This diverse dataset encompasses a wide range of conditions, including different ages, strains, resolutions, drug treatments, surgical procedures, and mechanical loading, providing a rich resource for a robust validation of our deep learning model. A summary of the datasets used in this study is presented in Table 7. The main datasets14,15,16 are our own extensive collections, which contain very high-resolution µCT scans at 5 µm. The secondary datasets37,38,39,40 consist of publicly available samples collected to test the segmentation under new unseen experimental conditions.

The datasets used in this study were obtained from independent experiments conducted by their respective institutions. For Dataset 114 and Dataset 215, all procedures complied with the UK Animals (Scientific Procedures) Act 1986, with ethical approval from the ethics committee of The Royal Veterinary College (London, UK). Dataset 316 was similarly approved by the ethics committee of the University of Bristol (Bristol, UK). Dataset 437 followed the ARRIVE guidelines and was approved by the local Research Ethics Committee of the University of Sheffield (Sheffield, UK). Dataset 538 was conducted under UK Home Office project licence PPL 70/6857, and Dataset 639 under project licence PPL 40/3499, both overseen by the University of Sheffield. Finally, Dataset 740 received approval from the Local Ethical Committee for Animal Research of the University of the Basque Country (UPV/EHU, ref M20/2019/176), adhering to European Directive 2010/63/EU and Spanish Law RD 53/2013. All original studies ensured compliance with relevant ethical guidelines, and our use of these datasets strictly followed their established approvals.

Table 7 Summary of the datasets used in this study.

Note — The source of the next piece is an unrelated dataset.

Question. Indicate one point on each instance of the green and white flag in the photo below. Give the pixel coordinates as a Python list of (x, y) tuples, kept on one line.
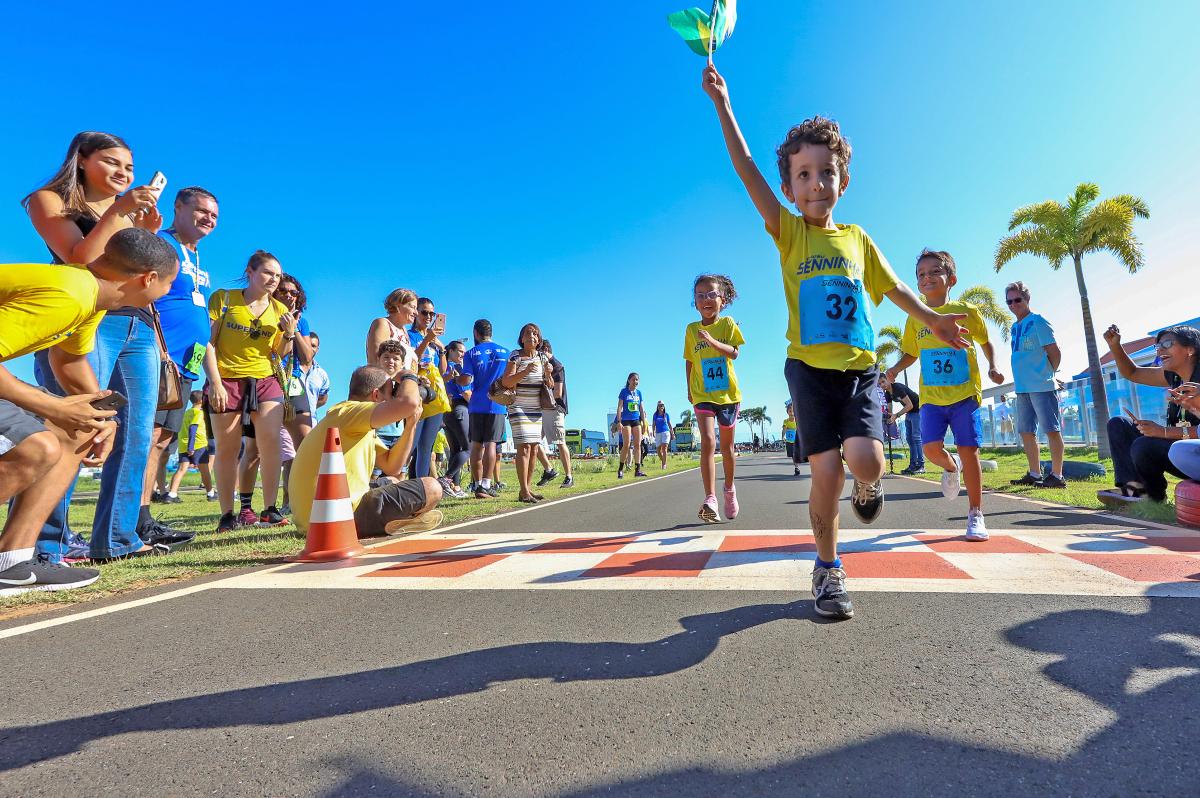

The control dataset is listed first (Underline), followed by the main datasets (Bold) and secondary datasets (Italic). Abbreviations: parathyroid hormone (PTH), mechanical loading (ML), risedronate (Ris), sciatic neurectomy (SN), ovariectomy (OVX), human amniotic fluid stem cells (hAFSC), wild type (WT). \(N\) represents the number of µCT mouse tibia scans.

The region of interest in the mouse tibia used in this research was cropped from the metaphysis, starting just below the growth plate (approximately 6–8% of the bone length from the proximal region, where trabecular bone is highly present and active) and extending to approximately 60–65% of the bone length. Additionally, the control scans were obtained from a slightly deeper region within the metaphysis, where trabecular bone is not excessively present in the medullary area. The reason for choosing this deeper region is to detect any potential trabecularization of the cortical bone or growth of the trabecular bone, which can occur under certain conditions such as with drug treatments or aging.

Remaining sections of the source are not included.